すると、九文がゆっくりと扇子を広げ、まるで熟練の放送主のような、包み込むような低音で語り始めた。
「お初にお目にかかります。九文と申します。僭越ながら、父君吉宗公より若君のご指南役を拝命いたしました。これからは、この世の理、美しき物事、民の暮らしと心……それらを詳らかに、心地よくお話しして参りましょう。どうぞ、楽しみながらお付き合いください」
その鮮やかな語り口に、市杵は思わず呟いた。
「……これって、まるでお気に入りのラジオ番組のスタートみたい」
「そう!深夜ラジオはね、受験生の心のオアシスなのよ!」
田心のその叫びに、市杵も湍津も、そしてどこか遠くを見つめる源五郎までもが、不思議な一体感に包まれた。
「わかるわ……! 私も模試の結果がボロボロで泣きそうな夜、あのノイズ混じりの声にどれだけ救われたか」
市杵が拳を握りしめて熱弁を振るう。
「お葉書コーナーに、電話リクエスト……。あの独特の距離感、独りじゃないって思える感覚。あれがあったから、辛い勉強を乗り切ってこれたのよね〜!」
すると、隣で必死に笑いをこらえるような仕草をしていた湍津が、肩を震わせて乗っかってくる。
「そうそう! リスナーのお悩み相談とか最高だったわ。あと投稿小噺! 必死に口を押さえて笑い死にしそうになって……翌朝、寝不足で顔がパンパンになるのまでがワンセットよね!」
その様子を思い出した市杵が、呆れたように、しかし合点がいったという顔で指を差した。
「……湍津、あんたが夜中に布団の中で、芋虫みたいに痙攣しながら『くふっ、くふふっ』って異様な音を立てていたのはソレだったのね。てっきり何かの呪術にでもハマったのかと思ったわよ」
三姉妹の盛り上がりに、頭の上で「簪」から「鳥」へと戻った文一が、翼をパタつかせて不満げな声を上げた。
「おいおい、我輩の存在を忘れてもらっちゃ困るな。お前たちが志望校に合格できたのは、我輩の緻密な出題傾向アドバイスと、神掛かり的なヤマ当てのおかげであろうが。まさか、我輩のありがたい講釈をBGMにして、ラジオの小噺で笑い転げていたとは……。よくそれで国立大学にに潜り込めたものだ」
文一の呆れ顔に、田心は胸を張って言い返す。
「文一、わかってないわね。深夜ラジオは単なる娯楽じゃないの、生存戦略よ! 暗闇で一人、ペンを握る孤独を癒やしてくれる……そう、まさに砂漠の中のオアシスだったんだから」
九文……いや、知恵の神・八意思兼命は、その喧騒を満足げに眺めていた。
「ははは、女学生諸君の熱意、しかと受け止めた。どうやら『耳から入る言葉の力』については、私から教えるまでもなかったようですな」
九文は改めて、目を丸くしてこの光景を見つめている長福丸へと視線を戻し、再びあの、深く響く低音を響かせた。

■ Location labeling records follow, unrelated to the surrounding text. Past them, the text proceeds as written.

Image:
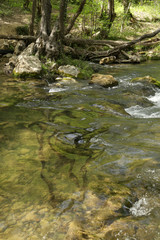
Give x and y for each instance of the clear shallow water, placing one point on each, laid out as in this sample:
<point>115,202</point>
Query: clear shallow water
<point>81,163</point>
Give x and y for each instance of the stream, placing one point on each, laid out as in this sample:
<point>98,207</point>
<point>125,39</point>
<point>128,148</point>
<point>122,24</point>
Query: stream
<point>81,161</point>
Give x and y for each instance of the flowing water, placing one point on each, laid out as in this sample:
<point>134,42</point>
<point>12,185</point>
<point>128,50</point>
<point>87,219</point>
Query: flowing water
<point>80,162</point>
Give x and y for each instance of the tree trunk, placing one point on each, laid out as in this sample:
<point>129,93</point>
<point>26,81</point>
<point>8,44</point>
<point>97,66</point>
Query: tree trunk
<point>33,17</point>
<point>107,19</point>
<point>74,18</point>
<point>26,4</point>
<point>62,18</point>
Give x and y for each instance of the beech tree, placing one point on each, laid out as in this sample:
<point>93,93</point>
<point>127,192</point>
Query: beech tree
<point>50,41</point>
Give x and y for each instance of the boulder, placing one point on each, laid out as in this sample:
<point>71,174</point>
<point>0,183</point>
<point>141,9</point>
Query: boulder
<point>103,80</point>
<point>147,79</point>
<point>19,47</point>
<point>27,66</point>
<point>8,68</point>
<point>107,60</point>
<point>69,71</point>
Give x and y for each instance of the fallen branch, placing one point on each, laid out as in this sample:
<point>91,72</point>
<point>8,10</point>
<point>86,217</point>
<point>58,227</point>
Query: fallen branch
<point>20,37</point>
<point>115,51</point>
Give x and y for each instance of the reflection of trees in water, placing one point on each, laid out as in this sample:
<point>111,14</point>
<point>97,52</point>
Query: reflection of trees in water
<point>62,150</point>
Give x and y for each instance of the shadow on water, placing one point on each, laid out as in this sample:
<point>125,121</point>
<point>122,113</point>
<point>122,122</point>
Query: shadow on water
<point>75,164</point>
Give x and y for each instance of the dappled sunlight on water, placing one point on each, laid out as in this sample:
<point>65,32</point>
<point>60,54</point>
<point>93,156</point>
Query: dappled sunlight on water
<point>75,165</point>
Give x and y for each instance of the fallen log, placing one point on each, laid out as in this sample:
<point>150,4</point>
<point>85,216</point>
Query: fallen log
<point>5,51</point>
<point>82,42</point>
<point>115,51</point>
<point>19,37</point>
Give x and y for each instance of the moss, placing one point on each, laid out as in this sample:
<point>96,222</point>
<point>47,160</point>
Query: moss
<point>27,75</point>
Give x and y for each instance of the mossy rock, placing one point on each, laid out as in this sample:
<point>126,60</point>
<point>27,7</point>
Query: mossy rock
<point>148,79</point>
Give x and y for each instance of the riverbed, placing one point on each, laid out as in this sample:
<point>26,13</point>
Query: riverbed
<point>81,161</point>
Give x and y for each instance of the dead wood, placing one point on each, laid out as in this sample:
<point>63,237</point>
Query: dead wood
<point>20,37</point>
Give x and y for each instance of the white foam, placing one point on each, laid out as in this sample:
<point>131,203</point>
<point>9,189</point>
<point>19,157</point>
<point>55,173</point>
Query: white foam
<point>54,90</point>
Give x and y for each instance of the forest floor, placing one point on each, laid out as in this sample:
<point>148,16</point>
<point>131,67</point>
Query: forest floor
<point>143,22</point>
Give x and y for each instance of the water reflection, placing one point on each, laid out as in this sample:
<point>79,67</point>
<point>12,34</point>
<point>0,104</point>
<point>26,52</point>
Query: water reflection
<point>75,165</point>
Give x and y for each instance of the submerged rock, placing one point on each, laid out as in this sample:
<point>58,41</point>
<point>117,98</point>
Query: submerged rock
<point>107,60</point>
<point>69,71</point>
<point>103,80</point>
<point>27,66</point>
<point>148,79</point>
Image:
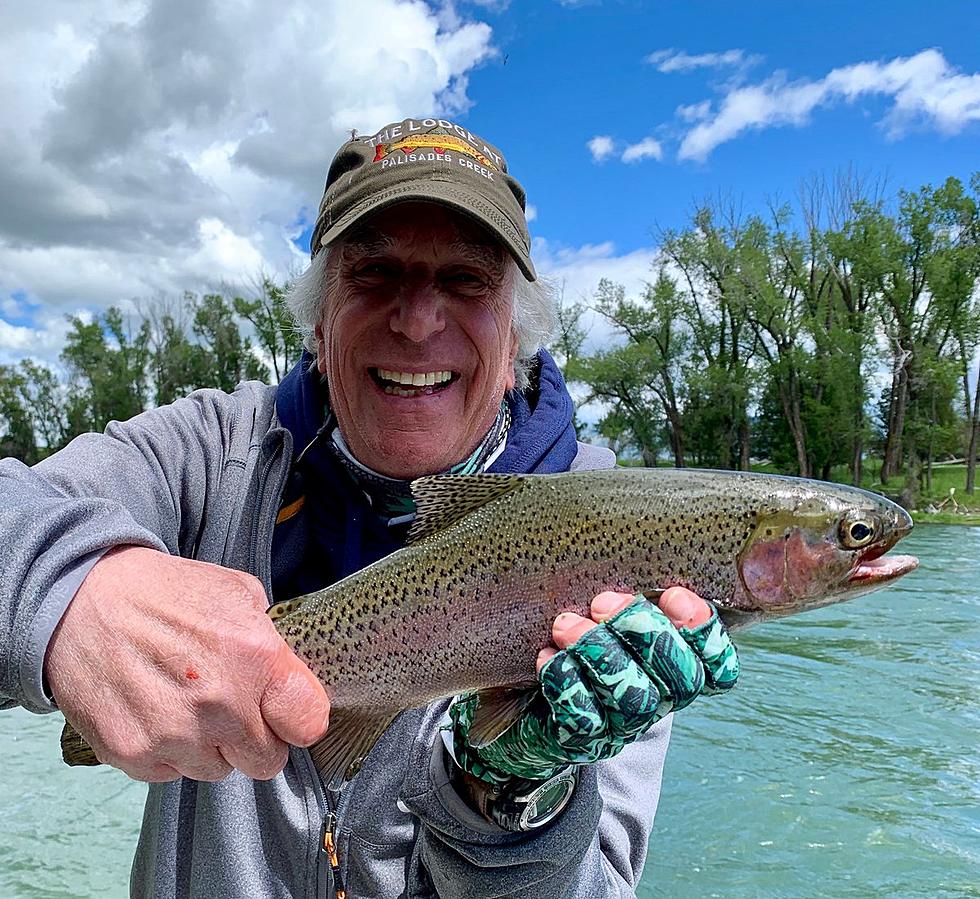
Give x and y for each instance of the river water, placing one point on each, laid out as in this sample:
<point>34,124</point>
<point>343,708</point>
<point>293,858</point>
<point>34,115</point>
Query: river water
<point>846,764</point>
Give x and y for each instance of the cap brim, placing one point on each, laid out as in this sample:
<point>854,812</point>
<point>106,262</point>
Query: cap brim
<point>445,193</point>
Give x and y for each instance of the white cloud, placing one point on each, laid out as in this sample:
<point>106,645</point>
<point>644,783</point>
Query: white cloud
<point>576,272</point>
<point>679,61</point>
<point>648,148</point>
<point>925,91</point>
<point>600,147</point>
<point>162,146</point>
<point>695,112</point>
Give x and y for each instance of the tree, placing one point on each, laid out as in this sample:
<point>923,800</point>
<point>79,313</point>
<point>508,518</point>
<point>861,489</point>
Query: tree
<point>107,368</point>
<point>629,378</point>
<point>277,336</point>
<point>16,430</point>
<point>230,356</point>
<point>722,344</point>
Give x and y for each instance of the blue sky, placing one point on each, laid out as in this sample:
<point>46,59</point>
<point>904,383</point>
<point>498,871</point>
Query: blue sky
<point>157,146</point>
<point>574,73</point>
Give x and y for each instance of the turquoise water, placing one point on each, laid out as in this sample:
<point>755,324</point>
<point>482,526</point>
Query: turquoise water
<point>846,764</point>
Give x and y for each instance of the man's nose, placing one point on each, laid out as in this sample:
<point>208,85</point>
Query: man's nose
<point>419,312</point>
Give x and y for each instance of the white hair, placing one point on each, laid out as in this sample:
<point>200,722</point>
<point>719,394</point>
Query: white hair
<point>533,317</point>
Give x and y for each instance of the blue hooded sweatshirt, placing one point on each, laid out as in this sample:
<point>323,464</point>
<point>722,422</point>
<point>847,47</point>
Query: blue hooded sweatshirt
<point>336,533</point>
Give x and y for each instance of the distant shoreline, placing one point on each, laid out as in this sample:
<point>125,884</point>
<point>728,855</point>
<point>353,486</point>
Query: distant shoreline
<point>968,519</point>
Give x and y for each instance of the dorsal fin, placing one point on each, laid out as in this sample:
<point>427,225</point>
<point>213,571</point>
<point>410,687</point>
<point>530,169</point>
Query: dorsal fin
<point>281,609</point>
<point>444,499</point>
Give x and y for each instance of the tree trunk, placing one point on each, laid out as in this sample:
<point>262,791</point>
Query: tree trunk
<point>896,424</point>
<point>857,453</point>
<point>743,445</point>
<point>677,439</point>
<point>791,409</point>
<point>971,454</point>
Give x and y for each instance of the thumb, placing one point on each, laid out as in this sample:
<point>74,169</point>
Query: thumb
<point>294,705</point>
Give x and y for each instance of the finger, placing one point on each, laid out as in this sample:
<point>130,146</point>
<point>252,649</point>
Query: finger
<point>632,701</point>
<point>609,603</point>
<point>713,645</point>
<point>576,723</point>
<point>568,628</point>
<point>546,654</point>
<point>295,705</point>
<point>683,607</point>
<point>249,745</point>
<point>661,651</point>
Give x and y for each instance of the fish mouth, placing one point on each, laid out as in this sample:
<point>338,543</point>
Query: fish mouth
<point>880,569</point>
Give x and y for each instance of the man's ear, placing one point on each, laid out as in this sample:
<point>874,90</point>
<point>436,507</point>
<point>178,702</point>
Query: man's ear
<point>321,350</point>
<point>511,381</point>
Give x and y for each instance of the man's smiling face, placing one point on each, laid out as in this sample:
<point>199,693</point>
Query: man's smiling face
<point>415,339</point>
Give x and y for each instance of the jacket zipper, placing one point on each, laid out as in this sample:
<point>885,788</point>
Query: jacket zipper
<point>328,847</point>
<point>327,854</point>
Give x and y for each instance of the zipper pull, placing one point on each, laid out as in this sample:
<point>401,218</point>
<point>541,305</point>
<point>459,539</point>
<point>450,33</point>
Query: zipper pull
<point>328,844</point>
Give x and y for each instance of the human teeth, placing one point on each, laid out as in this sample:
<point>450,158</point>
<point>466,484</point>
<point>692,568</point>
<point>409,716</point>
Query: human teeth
<point>416,379</point>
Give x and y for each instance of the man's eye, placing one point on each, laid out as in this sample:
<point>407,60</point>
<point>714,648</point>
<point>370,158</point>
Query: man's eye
<point>463,279</point>
<point>374,270</point>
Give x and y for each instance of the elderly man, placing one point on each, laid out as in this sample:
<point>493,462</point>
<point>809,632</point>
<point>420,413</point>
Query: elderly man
<point>137,566</point>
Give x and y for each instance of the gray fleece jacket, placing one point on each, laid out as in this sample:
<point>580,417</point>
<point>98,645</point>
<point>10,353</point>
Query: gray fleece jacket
<point>202,478</point>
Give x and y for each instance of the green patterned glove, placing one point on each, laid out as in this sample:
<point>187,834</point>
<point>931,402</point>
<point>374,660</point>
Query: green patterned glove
<point>601,693</point>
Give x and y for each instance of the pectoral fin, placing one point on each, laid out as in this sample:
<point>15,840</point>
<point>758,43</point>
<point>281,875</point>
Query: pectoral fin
<point>74,749</point>
<point>351,734</point>
<point>497,710</point>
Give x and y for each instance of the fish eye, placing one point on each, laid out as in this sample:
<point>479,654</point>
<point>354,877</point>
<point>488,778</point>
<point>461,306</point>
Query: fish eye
<point>856,533</point>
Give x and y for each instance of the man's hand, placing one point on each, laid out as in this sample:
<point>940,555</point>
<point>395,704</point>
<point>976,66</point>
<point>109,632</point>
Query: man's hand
<point>608,680</point>
<point>170,667</point>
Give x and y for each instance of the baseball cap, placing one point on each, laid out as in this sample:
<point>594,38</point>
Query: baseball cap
<point>434,160</point>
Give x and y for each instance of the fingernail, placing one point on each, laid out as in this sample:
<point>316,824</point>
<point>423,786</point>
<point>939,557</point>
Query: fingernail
<point>565,619</point>
<point>606,603</point>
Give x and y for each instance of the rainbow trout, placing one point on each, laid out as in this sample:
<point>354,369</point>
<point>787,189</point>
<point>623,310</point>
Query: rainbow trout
<point>492,559</point>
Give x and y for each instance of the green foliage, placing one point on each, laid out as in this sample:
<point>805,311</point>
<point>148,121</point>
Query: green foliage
<point>278,338</point>
<point>107,366</point>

「左様。書を読むのも大事ですが、耳から伝わる言葉は、暗がりでも心に鮮やかな絵を映し出します。転寝していても、微睡んでいても、それはいつの間にか血肉となって残るもの。若君、どうぞ気負わず、ゆるりとお聞き流しください……」
九文の言葉が、深夜のラジオ番組のように、長福丸の孤独だった心へ染み込んでいく。それは同時に、源五郎や三姉妹にとっても、見たこともない世界へと漕ぎ出す冒険の合図であった。
九文は扇子を閉じ、マイクを握り直すかのような仕草で、星空の向こうを見据えた。
「――七つの海の世界旅行。今夜のお相手は、あなたの旅の案内人、九文が務めさせていただきます。……さて、今夜は、たくさんの船が集まり多くの商人が往来する、イタリアはベネチアの街中からご案内いたしましょう。水の路に揺られるゴンドラの音を聞きながら……しばしの間、異国への旅路をお楽しみください」
ラジオの周波数が合うように、全員の意識が九文の物語に同調する。江戸城の奥深く、秘密の深夜放送が、今、静かに幕を上げた。